Olejek z drzewa herbacianego (Melaleuca alternifolia) wykorzystywany
był od dawna przez Aborygenów australijskich. W Europie jest coraz
popularniejszy, również częściej stosowany w Polsce. Olejek ma silny zapach
nieco przypominający woń eukaliptusa, może być jasnożółty albo prawie bezbarwny.
Z rodziny roślin Melaleuca wytwarzane
są również inne olejki. Z drzew, które rosną w Nowej Kaledonii wytwarzany jest
olejek niaouli, a z drzew rosnących w Indonezji - kajeputowy. Olejki te mają nieco
inne właściwości.
Olejek z drzewa herbacianego jest znakomitym
lekiem na infekcje bakteryjne, wirusowe oraz różnego rodzaju grzyby. Stymuluje również pracę układu immunologicznego, zwiększając odporność organizmu. Stosuje
się go w leczeniu przeziębień, anginy i grypy. Jeżeli zastosuje się go do kąpieli
w początkowym okresie choroby to spowoduje silne poty. Należy jednak używać go
w małych ilościach, gdyż może podrażniać skórę. Przed wlaniem olejku do kąpieli należy
rozcieńczyć go w wódce, a na wannę wody użyć nie więcej niż 3-4 krople.
Uwaga! Podczas kąpieli należy uważać na oczy.

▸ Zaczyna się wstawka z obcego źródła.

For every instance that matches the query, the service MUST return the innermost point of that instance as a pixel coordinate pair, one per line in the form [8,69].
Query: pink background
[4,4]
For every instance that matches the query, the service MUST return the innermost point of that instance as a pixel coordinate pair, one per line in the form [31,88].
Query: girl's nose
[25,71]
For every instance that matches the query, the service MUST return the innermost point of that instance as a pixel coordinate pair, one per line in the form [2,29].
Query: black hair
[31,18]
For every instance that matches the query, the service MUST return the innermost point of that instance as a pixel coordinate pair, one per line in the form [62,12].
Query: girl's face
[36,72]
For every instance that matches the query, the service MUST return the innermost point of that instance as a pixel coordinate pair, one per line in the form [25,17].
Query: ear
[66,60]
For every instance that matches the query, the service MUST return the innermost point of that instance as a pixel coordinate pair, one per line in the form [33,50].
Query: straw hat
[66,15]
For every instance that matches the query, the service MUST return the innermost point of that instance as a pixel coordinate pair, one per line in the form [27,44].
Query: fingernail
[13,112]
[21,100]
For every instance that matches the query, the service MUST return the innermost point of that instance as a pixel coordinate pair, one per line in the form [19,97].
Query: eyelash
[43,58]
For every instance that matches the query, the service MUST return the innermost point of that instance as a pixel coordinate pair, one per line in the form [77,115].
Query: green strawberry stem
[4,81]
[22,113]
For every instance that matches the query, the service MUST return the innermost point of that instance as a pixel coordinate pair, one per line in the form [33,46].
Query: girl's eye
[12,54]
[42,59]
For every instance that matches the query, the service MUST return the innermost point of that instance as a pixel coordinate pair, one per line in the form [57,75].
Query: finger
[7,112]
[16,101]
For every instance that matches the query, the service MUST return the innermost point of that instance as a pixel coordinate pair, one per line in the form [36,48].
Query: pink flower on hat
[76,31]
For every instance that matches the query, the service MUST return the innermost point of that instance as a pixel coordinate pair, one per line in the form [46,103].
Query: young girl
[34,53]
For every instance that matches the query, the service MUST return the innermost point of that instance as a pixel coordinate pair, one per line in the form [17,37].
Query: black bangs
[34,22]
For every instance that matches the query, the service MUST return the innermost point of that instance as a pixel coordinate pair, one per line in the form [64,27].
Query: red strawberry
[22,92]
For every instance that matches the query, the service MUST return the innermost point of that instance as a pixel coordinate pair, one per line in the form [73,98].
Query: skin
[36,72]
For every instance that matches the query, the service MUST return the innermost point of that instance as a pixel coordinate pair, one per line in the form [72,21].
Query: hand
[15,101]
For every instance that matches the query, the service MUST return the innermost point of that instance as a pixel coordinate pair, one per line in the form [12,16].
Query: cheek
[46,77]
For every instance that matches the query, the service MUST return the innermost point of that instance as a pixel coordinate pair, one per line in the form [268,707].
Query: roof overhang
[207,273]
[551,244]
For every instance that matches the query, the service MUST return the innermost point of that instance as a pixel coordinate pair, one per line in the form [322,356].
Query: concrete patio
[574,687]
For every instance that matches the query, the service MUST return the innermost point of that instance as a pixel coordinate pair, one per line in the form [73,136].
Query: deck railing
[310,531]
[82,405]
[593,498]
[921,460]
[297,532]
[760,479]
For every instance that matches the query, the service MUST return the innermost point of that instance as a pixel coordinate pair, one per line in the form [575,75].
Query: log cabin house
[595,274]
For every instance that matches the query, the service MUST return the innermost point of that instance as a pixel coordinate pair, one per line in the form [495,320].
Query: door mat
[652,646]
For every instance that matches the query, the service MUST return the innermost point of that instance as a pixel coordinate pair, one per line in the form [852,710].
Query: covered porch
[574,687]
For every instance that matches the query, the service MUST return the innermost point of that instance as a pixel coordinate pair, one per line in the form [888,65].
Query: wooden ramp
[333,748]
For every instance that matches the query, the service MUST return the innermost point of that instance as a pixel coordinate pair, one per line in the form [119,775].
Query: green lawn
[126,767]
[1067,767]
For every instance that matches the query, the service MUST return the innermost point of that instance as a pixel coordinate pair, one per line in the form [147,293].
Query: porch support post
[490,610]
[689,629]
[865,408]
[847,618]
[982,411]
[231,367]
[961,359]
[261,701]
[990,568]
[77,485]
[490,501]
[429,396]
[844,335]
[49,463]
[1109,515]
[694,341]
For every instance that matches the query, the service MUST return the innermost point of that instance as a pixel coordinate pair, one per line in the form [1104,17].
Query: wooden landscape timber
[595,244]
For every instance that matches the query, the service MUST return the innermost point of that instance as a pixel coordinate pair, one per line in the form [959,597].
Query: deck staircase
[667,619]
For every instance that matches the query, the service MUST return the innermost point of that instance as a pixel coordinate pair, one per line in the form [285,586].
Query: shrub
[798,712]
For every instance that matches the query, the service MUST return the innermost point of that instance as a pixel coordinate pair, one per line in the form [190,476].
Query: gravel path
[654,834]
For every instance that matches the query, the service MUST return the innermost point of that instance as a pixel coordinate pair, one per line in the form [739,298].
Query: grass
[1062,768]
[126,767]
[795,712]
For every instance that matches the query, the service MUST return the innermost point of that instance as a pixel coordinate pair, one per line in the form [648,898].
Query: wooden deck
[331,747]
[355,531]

Czysty olejek z drzewa herbacianego jest bardzo
dobrym środkiem przeciw opryszczce. Przy pierwszej oznace pieczenia należy
nim posmarować usta. W ten sam sposób można leczyć pęcherzyki, które pojawiają
się przy półpaścu i wietrznej ospie. Olejek leczy także łuszczycę i przyśpiesza
zabliźnianie się ran. Eliminuje łupież. Neutralizuje zapach potu. W stanach
przemęczenia, zniechęcenia pobudza i stymuluje centralny układ nerwowy. Uspokaja
osoby zdenerwowane i dodaje sił przy wyczerpaniu nerwowym. Olejek jest również niezastąpionym
lekiem przeciwtrądzikowym.
Przy grypie i przeziębieniu można dodać
do kominka aromatycznego 10 kropli olejku z drzewa herbacianego, 10 kropli
olejku lawendowego i 5 kropli olejku z drzewa różanego.